The new product suite helps address Citrix’s goal of providing “any, any, any” access, comments Ricco. “A user can gain access to information from any device, at any time, over any connection. We seek to provide enterprise resources on demand.”

Such ubiquitous access to Windows server applications has been helping to reshape the operational capabilities at Ohio Valley Supply Company, a leading distributor of Dupont brand Corian and Zodiaq surfaces, serving Ohio, Pennsylvania, Kentucky, Indiana and Illinois. Applications are now accessible to Ohio Valley Supply’s remote sales and marketing employees through an enterprise portal built on MetaFrame XP/Secure Access Server.
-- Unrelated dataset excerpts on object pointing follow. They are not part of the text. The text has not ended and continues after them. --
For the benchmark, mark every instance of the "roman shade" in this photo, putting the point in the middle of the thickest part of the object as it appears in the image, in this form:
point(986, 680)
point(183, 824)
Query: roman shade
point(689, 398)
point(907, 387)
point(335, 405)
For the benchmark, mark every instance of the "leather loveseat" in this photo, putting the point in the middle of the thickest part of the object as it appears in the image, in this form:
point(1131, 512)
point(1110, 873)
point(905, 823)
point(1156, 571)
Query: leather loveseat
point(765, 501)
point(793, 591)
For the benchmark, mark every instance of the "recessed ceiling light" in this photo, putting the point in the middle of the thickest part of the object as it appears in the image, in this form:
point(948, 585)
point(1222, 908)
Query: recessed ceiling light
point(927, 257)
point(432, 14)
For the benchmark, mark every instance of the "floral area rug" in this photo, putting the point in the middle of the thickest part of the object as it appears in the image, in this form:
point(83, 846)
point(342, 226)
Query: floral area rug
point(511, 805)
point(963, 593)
Major applications include a Unix-based ordering/billing system, Office XP and Lotus Organizer. The networking environment consists of Citrix MetaFrame Secure Access Manager, integrated with a Citrix MetaFrame XP Server for Windows running on a Dell PowerEdge Windows 2000 Server.

Shawn Woodward, MIS manager for Ohio Valley Supply, says the portal was critical, since 80 percent of the company’s employees worked offsite. Ohio Valley Supply needed a Web-based solution that could provide employees, customers and suppliers with access to applications and information, such as sales data, training materials and the latest promotions. “Our sales force is in six different states, so hence the immediate need to communicate with the home office here in Cincinnati, Ohio.”

Prior to the portal implementation, Woodward attempted to increase connection speeds and bandwidth between terminal clients and MetaFrame over a wide area network. However, connectivity was bogged down by the time and resources required to separately upgrade and maintain every remote client. “Wherever you were, you had to have the ICA client actually installed,” he recounts. “Plus, you had to set up an installation disk, and configure the client to come through a firewall.”

Moving to a Web server configuration was out of the question, however. “We didn’t have the time or resources to rewrite our existing applications for the Web,” Woodward says. “We were looking for a solution that was easy to deploy and would hasten our Web-based implementation.”

The solution was to build a portal environment on top of the current MetaFrame infrastructure. Woodward was able to use content delivery agents (CDAs), offered with MetaFrame, to design Web page components. The portal environment, with CDAs representing various functions, is launched when an employee logs into the secure Website. The CDAs are also compatible with Microsoft’s Web Parts. The Microsoft Web Parts actually run transparent, so you can install them into your portal management console, which is a dashboard that administers the MetaFrame portal environment. “You literally drag and drop these CDAs whenever you’re in the maintenance screen these pages.”

Woodward expects the portal initiative to save the company about $300,000 over the next three years. Most of these savings are coming from the ability to “easily deploy applications to the Web without having to rewrite them, saving substantial programming costs,” he states. “In addition, we’ve replaced older workstations with low-cost thin-client devices.”

Applications are varied – and unexpected. Along with e-mail and searchable personnel locator, which is attached to the company’s SQL Server database, employees also are enthusiastic about a weather update. “I can’t believe how people went crazy over a weather snapshot,” Woodward quips. Other popular functions include real-time alerts, online electronic expense reports and mileage logs.

Woodward has also added online polls to track employee preferences. Recently, one poll inquired about meal preferences for an upcoming employee stockholder meeting – with a choice of chicken or steak. “Everyone went with chicken, except me,” he says.

About the Author

Joe McKendrick is an independent consultant and author specializing in surveys, technology research and white papers. He's a contributing writer for ENTmag.com.